Archive for November, 2007

Monday, November 19th, 2007

There are more people arriving from Mogadishu. The first woman we met is 70 years old, the same age as my father, it is hard to believe how different their two worlds are. Whilst her face tells a story of life full of challenges and struggle, she still has an energy that just resonates and despite the displacement and the tragedy of her experience, she tells her story and even laughs and jokes.

She invites us into a small one room house, where she is staying with her three grandchildren. She took them here after her son was killed during the fighting in Mogadishu. She rolls out a small plastic mat, which she explains is the only thing she left Mogadishu with, besides the clothes that they were wearing.

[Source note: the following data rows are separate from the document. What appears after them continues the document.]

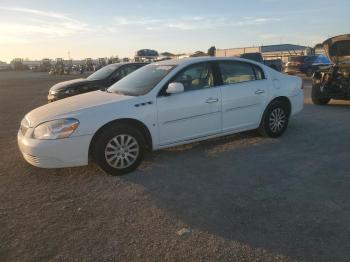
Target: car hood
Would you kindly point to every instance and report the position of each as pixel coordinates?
(338, 49)
(70, 83)
(72, 105)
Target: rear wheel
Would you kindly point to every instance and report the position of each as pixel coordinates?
(275, 120)
(119, 149)
(309, 72)
(317, 97)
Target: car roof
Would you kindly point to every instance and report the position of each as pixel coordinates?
(192, 60)
(128, 63)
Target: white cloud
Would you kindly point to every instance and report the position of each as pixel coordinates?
(23, 25)
(191, 23)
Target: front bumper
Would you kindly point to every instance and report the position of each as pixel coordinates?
(67, 152)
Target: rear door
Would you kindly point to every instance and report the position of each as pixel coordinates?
(194, 113)
(244, 92)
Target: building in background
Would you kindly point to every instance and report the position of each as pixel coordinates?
(283, 51)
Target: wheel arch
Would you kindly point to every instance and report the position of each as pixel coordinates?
(126, 121)
(284, 99)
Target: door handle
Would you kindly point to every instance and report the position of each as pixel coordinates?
(259, 91)
(212, 100)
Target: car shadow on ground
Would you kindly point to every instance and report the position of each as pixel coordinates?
(266, 193)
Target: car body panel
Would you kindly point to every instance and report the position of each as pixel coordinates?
(189, 115)
(169, 120)
(338, 49)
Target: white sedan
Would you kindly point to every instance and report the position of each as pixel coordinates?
(161, 105)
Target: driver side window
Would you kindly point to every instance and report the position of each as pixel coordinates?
(196, 77)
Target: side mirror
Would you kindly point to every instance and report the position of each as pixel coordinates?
(175, 88)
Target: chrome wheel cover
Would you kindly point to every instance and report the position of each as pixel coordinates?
(277, 120)
(122, 151)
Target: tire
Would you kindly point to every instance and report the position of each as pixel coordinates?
(317, 97)
(119, 149)
(275, 120)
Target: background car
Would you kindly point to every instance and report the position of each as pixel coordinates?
(101, 79)
(257, 57)
(161, 105)
(333, 81)
(305, 64)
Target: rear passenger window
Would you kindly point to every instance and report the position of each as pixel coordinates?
(236, 72)
(259, 73)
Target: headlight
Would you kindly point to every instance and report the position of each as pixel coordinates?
(69, 91)
(56, 129)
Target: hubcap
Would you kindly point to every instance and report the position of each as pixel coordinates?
(122, 151)
(277, 120)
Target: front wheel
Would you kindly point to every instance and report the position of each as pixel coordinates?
(317, 97)
(275, 120)
(119, 149)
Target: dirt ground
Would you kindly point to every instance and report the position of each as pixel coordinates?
(244, 198)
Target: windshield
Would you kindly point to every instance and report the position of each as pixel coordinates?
(142, 80)
(104, 72)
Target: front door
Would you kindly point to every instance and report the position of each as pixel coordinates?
(194, 113)
(244, 93)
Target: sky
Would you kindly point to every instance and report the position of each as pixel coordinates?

As I am sitting on this mat, I realise how numb one can become to the language of 170,000 people are ‘fleeing’ Mogadishu …You read and listen to the reports and think of it in a non emotional way when you see…the people are ‘displaced’, ‘fleeing’, ‘leaving’…But, as Mariam is talking it hits me, what this REALLY means. For Mariam, it was running, it was looking around and grabbing her three grandchildren children 8, 5 and 3 years old and running, and as she was running out the door, she saw her son being killed. There was no time to stop, to think, to plan, not even to grab a few thing, she just ran and has never been back. That is what displacement is like. As we end she asks me if I have her name spelt correctly, she is not sad, she does not want pity, she just tells us, she only has this mat, what more does she have to lose, she wants us to tell her story to people outside, to someone who cares, to someone who will do something.

Impossible choices.

Sunday, November 18th, 2007

In MSF we are always constantly aware of the impossible choices that the people in places like Somalia face on a daily basis. For instance, we were wondering why children are dying from diarrhoea or malnutrition only 3km from our hospital which is free. Free drugs, free therapeutic feeding, free medical care. The reality is that these children are sick during the day when they are at home being cared for by their 9,10, 11 year old sibling. Their parents are working, the mother is in the market or in someones house washing clothes to try and make enough money to take care of the family, it is day by day survival. Of course there is no sick leave, if she misses a day at work to bring the sick child to the clinic where will the money come from to feed the other 5 children? If she does come and the medical staff need to admit the child into the therapeutic feeding centre (that is the place you have probably seen on television, rooms with malnourished children being fed with big orange cups by their mothers), she sometimes can’t stay in the hospital and care for the child as she has to get back and feed the other children who are alone in the camp where they live. Nor can she stay for several days in the hospital or the families she washes clothes for will find someone else, and then she will go from little income to no income. These are real dilemmas these people face every day.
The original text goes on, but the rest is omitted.